孫子 / 形篇
不可勝者,守也;可勝者,攻也。守則不足,攻則有餘。善守者,藏於九地之下;善攻者,動於九天之上,故能自保而全勝也。
新字:不可勝者,守也;可勝者,攻也。守則不足,攻則有余。善守者,蔵於九地之下;善攻者,動於九天之上,故能自保而全勝也。
書き下し
勝つべからざる者は守なり、勝つべき者は攻なり。守は則ち足らざればなり、攻は則ち余り有ればなり。善く守る者は九地の下に蔵れ、善く攻むる者は九天の上に動く。故に能く自ら保ちて勝を全うするなり。
現代語訳
勝てないときは守り、勝てるときは攻める。守るのは戦力が足りないからであり、攻めるのは余裕があるからだ。守りの巧みな者は大地の底に隠れるように姿を消し、攻めの巧みな者は天の高みから動くように現れる。だから自分を保ったまま、完全な勝ちを収められる。
解説
攻守を勇気の問題ではなく、戦力の過不足という条件で説明している点が孫子らしい。足りなければ守る、余っていれば攻める。
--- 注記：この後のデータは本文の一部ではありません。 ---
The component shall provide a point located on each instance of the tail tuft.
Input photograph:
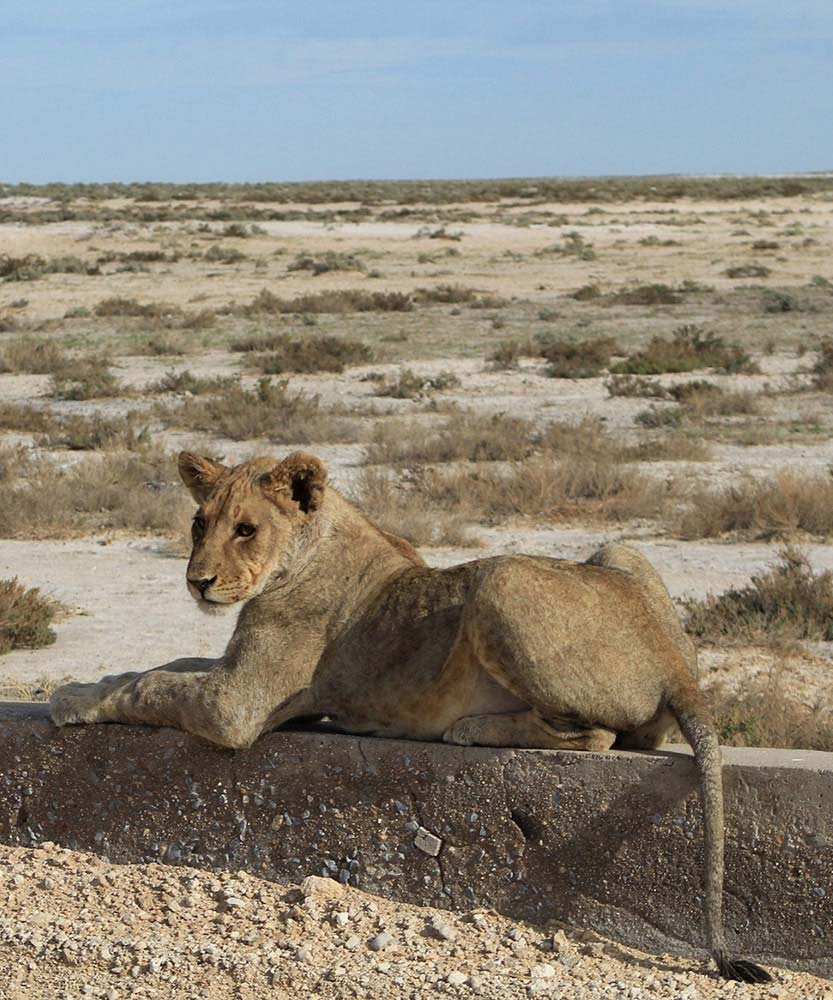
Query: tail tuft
(740, 970)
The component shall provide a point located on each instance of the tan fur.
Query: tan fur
(342, 619)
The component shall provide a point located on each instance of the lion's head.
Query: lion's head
(248, 521)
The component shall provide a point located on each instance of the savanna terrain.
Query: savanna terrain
(486, 367)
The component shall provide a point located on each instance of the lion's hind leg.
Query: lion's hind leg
(527, 729)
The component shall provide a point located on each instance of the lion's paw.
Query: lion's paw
(463, 733)
(75, 703)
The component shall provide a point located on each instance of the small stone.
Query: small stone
(380, 941)
(442, 929)
(427, 842)
(542, 971)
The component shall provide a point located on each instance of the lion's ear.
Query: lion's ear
(300, 475)
(199, 474)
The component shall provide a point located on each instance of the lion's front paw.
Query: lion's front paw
(74, 703)
(463, 733)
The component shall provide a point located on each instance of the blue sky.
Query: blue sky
(248, 90)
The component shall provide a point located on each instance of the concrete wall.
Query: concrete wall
(608, 841)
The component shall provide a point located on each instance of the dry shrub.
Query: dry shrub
(328, 261)
(762, 713)
(584, 359)
(408, 385)
(823, 368)
(789, 601)
(716, 402)
(449, 294)
(634, 386)
(773, 508)
(333, 300)
(320, 353)
(87, 377)
(688, 349)
(401, 508)
(467, 437)
(585, 487)
(647, 295)
(135, 492)
(25, 617)
(674, 447)
(268, 410)
(186, 381)
(747, 271)
(34, 357)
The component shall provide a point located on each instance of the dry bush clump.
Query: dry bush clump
(774, 508)
(763, 713)
(336, 301)
(747, 271)
(328, 261)
(85, 377)
(788, 602)
(34, 357)
(823, 367)
(403, 509)
(583, 359)
(635, 387)
(688, 349)
(138, 492)
(319, 353)
(186, 381)
(408, 385)
(269, 410)
(448, 294)
(467, 437)
(25, 617)
(647, 295)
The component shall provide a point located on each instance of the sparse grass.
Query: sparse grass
(647, 295)
(408, 385)
(186, 381)
(25, 617)
(748, 271)
(401, 508)
(659, 416)
(34, 357)
(337, 301)
(137, 492)
(466, 437)
(269, 410)
(689, 349)
(86, 377)
(787, 602)
(583, 359)
(318, 353)
(329, 261)
(823, 367)
(781, 507)
(635, 386)
(764, 713)
(13, 689)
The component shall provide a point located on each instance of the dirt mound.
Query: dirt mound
(75, 927)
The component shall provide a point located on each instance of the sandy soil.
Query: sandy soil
(74, 926)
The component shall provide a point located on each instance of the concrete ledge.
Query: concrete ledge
(608, 841)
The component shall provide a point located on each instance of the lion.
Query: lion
(343, 620)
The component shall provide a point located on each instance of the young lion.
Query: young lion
(344, 620)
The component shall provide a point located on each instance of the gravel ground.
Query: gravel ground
(75, 927)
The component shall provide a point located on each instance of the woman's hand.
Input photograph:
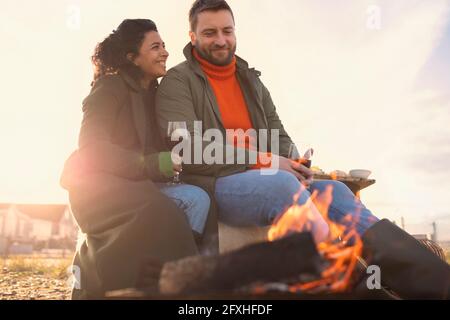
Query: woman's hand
(177, 163)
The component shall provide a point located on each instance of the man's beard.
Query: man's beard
(207, 55)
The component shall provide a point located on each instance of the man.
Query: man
(218, 88)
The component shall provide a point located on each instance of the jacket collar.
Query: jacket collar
(133, 84)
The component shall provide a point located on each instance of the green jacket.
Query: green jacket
(185, 95)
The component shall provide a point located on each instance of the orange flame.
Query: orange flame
(341, 256)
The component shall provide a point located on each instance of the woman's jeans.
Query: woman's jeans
(193, 200)
(250, 198)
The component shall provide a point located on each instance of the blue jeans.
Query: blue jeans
(249, 199)
(193, 200)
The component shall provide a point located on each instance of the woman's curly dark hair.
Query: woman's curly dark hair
(110, 55)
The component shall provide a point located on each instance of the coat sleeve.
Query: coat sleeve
(274, 122)
(95, 147)
(174, 102)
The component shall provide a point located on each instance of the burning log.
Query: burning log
(291, 259)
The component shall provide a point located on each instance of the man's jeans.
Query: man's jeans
(193, 200)
(249, 199)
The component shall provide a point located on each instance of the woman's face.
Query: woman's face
(152, 56)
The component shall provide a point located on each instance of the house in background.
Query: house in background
(31, 227)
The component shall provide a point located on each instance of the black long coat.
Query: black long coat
(126, 219)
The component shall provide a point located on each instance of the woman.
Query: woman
(117, 179)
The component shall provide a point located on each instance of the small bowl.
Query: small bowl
(360, 173)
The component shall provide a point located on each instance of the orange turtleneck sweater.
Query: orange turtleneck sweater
(232, 106)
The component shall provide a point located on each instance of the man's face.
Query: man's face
(214, 37)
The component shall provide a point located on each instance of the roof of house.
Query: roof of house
(50, 212)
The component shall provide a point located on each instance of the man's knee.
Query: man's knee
(200, 199)
(285, 183)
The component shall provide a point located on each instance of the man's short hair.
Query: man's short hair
(206, 5)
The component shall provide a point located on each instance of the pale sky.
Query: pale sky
(362, 96)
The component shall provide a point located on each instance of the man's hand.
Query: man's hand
(303, 174)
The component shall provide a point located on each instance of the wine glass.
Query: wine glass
(175, 131)
(294, 154)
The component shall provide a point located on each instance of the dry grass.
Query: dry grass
(34, 277)
(54, 267)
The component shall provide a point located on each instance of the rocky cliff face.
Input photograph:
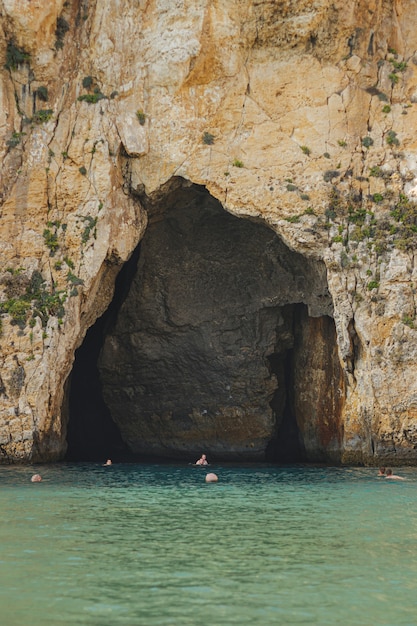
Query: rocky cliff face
(262, 156)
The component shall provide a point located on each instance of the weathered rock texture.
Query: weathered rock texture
(296, 117)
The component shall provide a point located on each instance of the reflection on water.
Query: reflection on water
(155, 545)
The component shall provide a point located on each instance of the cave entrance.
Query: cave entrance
(220, 339)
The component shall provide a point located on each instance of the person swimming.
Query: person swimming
(392, 476)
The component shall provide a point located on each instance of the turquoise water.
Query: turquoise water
(154, 545)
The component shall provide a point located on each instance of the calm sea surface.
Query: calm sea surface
(154, 545)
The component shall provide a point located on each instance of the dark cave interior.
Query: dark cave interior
(93, 433)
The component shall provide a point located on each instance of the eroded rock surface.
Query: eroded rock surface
(299, 116)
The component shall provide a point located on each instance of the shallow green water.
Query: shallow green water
(157, 546)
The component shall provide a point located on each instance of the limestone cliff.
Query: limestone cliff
(262, 154)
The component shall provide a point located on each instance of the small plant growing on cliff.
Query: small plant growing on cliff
(208, 138)
(42, 93)
(141, 117)
(91, 223)
(367, 142)
(376, 172)
(42, 116)
(14, 140)
(399, 66)
(92, 98)
(74, 280)
(408, 321)
(15, 56)
(392, 139)
(87, 82)
(62, 27)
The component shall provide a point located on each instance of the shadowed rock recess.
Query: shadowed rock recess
(224, 342)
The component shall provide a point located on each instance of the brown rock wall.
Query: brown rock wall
(311, 111)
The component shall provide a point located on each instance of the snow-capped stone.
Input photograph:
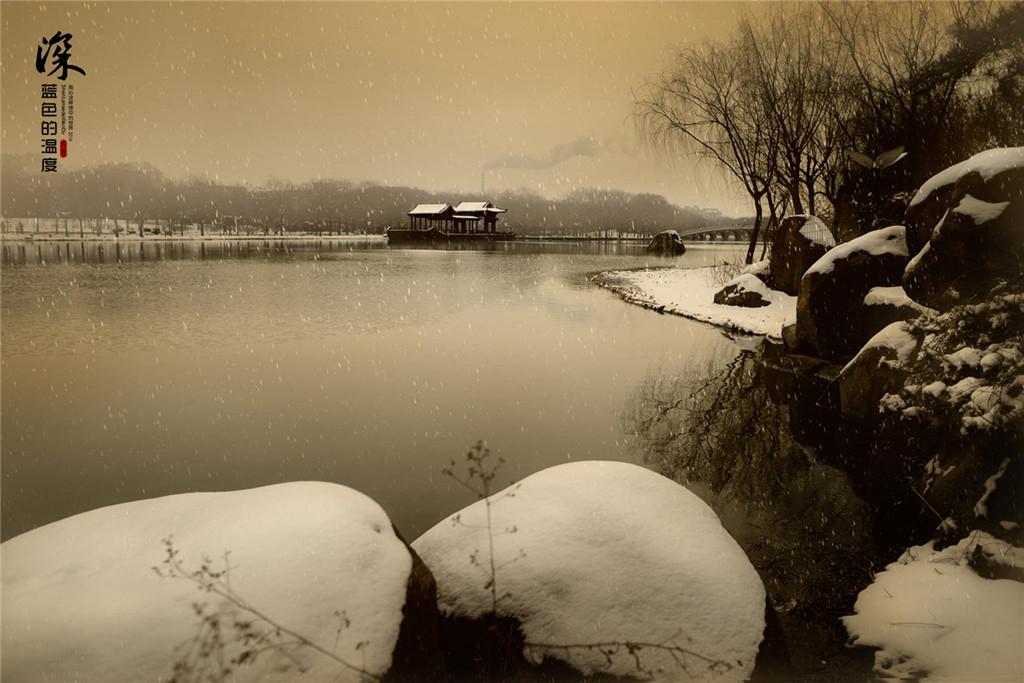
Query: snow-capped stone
(82, 601)
(667, 243)
(932, 616)
(872, 374)
(966, 226)
(800, 241)
(604, 552)
(887, 241)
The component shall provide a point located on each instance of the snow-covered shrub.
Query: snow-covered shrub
(932, 615)
(320, 564)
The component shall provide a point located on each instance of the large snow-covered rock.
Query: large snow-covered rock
(608, 567)
(877, 370)
(747, 291)
(932, 616)
(830, 316)
(82, 601)
(991, 176)
(800, 241)
(977, 241)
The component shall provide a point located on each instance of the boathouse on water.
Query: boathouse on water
(466, 218)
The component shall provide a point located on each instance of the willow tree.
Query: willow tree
(704, 103)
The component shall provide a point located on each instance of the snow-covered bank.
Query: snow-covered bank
(608, 566)
(690, 292)
(82, 602)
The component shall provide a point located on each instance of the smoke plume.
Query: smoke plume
(582, 146)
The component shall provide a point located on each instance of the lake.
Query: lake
(133, 370)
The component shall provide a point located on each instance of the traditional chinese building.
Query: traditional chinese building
(467, 218)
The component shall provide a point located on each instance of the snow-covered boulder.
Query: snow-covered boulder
(667, 243)
(608, 567)
(884, 305)
(747, 291)
(800, 241)
(877, 370)
(830, 305)
(991, 176)
(978, 241)
(932, 616)
(82, 600)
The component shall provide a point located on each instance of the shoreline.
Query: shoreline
(190, 238)
(690, 292)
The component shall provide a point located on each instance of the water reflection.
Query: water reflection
(138, 251)
(802, 525)
(368, 367)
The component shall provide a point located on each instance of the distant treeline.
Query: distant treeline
(136, 194)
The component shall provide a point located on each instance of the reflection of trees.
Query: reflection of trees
(718, 432)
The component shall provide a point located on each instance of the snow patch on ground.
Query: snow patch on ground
(886, 241)
(892, 296)
(81, 600)
(606, 552)
(895, 336)
(816, 231)
(930, 613)
(690, 292)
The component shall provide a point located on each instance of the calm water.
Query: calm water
(139, 370)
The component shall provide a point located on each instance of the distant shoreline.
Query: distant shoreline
(192, 238)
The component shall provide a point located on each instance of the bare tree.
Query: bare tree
(705, 104)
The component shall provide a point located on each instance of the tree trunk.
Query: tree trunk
(758, 213)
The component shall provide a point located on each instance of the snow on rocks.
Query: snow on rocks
(931, 614)
(832, 316)
(875, 372)
(877, 243)
(592, 553)
(690, 292)
(82, 601)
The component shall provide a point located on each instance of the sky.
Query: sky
(444, 96)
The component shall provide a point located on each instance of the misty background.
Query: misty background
(458, 99)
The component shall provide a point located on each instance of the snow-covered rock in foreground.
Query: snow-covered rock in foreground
(82, 602)
(800, 241)
(748, 291)
(592, 553)
(690, 292)
(833, 319)
(930, 613)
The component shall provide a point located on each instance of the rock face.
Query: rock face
(81, 600)
(830, 316)
(604, 552)
(992, 176)
(801, 241)
(747, 291)
(884, 305)
(668, 244)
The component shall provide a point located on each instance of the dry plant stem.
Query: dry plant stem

それだけのことが、実際には気分や面子で捻じ曲げられる。九地の下に隠れるとは、守るときは徹底して姿を消すという意味である。中途半端に守る、つまり守りながら少しだけ攻めるのが最も損をする。攻めるときも同様で、決めたら一気に高所から降りる。曖昧な状態を長く続けないことが、自分を保つ条件になる。